Jam setengah tujuh pun Naima kembali mengetuk kamar Zeline, ternyata Zeline belum bangun juga.
"Zeline ayo kita berangkat sekolah, udah siang nih!" Panggil Naima kembali.Zeline tak menggubris seruan Naima. Ia tetap tertidur lagi dengan nyenyak, paling-paling Naima hanya menyuruh nya untuk solat subuh.
"Hari ini kan, ulangan matematika, kalau telat kita bakal dihukum!" Lanjut Naima.

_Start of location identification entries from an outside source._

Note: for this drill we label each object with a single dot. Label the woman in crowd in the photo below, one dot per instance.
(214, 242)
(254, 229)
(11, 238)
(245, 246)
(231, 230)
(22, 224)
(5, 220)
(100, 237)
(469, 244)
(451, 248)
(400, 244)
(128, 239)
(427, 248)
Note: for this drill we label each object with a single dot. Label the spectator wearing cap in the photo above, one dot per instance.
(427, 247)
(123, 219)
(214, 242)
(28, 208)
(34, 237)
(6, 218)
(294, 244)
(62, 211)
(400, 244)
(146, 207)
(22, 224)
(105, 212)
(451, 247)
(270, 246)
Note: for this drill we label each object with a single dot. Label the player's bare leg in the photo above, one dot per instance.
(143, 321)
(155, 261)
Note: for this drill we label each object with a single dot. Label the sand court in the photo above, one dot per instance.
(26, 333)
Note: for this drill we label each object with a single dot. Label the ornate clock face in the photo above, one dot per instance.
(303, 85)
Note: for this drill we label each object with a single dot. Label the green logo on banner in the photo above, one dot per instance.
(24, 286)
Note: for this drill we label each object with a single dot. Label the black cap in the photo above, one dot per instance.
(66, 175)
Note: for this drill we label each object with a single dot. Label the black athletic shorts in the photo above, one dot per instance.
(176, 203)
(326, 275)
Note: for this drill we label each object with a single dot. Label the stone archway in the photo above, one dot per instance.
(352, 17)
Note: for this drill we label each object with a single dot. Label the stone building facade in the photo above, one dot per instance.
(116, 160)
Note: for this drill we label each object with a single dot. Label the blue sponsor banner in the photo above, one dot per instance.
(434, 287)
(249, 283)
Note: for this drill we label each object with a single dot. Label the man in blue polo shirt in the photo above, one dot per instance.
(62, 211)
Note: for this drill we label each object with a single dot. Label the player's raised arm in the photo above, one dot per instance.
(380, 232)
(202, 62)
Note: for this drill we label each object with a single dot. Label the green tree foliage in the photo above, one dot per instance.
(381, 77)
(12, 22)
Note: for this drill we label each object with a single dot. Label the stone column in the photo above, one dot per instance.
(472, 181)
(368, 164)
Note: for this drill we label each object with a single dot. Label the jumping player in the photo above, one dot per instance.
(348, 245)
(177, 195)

Kali ini, mata Zeline membuka dengan sempurna, ia baru ingat jika sekarang ada ulangan matematika. Ia melirik jamnya dengan hati-hati. Apa! Jam setengah tujuh?
Zeline segera bangkit dari tempat tidurnya, kemudian membuka pintu kamarnya.
"Kenapa ga bangunin dari tadi sih?!" Kata Zeline ketus."Aku udah bangunin kamu dari tadi, tapi tetap aja kamu ga bangun-bangun."
Zeline tak menghiraukan ucapan Naima, ia segera mandi dan siap-siap. Karena sudah siang jadi tak sempat sarapan dan langsung berangkat. Tak lupa mereka pamit dengan Aisyah dan Marwan.
"Bu pak, aku sama Zeline pamit dulu ya."
"Iya kalian disekolah belajar yang rajin," ujar Marwan.
"Oh iya Zeline, apakah kamu belum siap untuk memakai kerudung nak?" Tanya Aisyah hati-hati.
Zeline yang semula tak peduli akan pamitan Naima, menjadi diam saat Aisyah mengatakan hal yang sama setiap harinya.
"Ya sudah kalau kamu belum siap, tidak apa-apa. Bude yakin kamu itu anak yang penurut sebenarnya. Kalian hati-hati ya."
Mereka mengangguk, Naima dan Zeline menyalami tangan Aisyah dan Marwan.
"Assalamu'alaikum," ucap Zeline dan Naima bersamaan.
"Waalaikumussalam."
~
Setibanya disekolah, gerbang belum tertutup rapat. Untungnya gerbang belum di tutup, karena sedikit saja mereka terlambat, sudah dipastikan Zeline dan Naima akan terkena hukuman.
Mereka memasuki kelas XII IPA 5 dengan terburu-buru, takut saja Pak Tito sudah memasuki kelas dan memulai ulangan.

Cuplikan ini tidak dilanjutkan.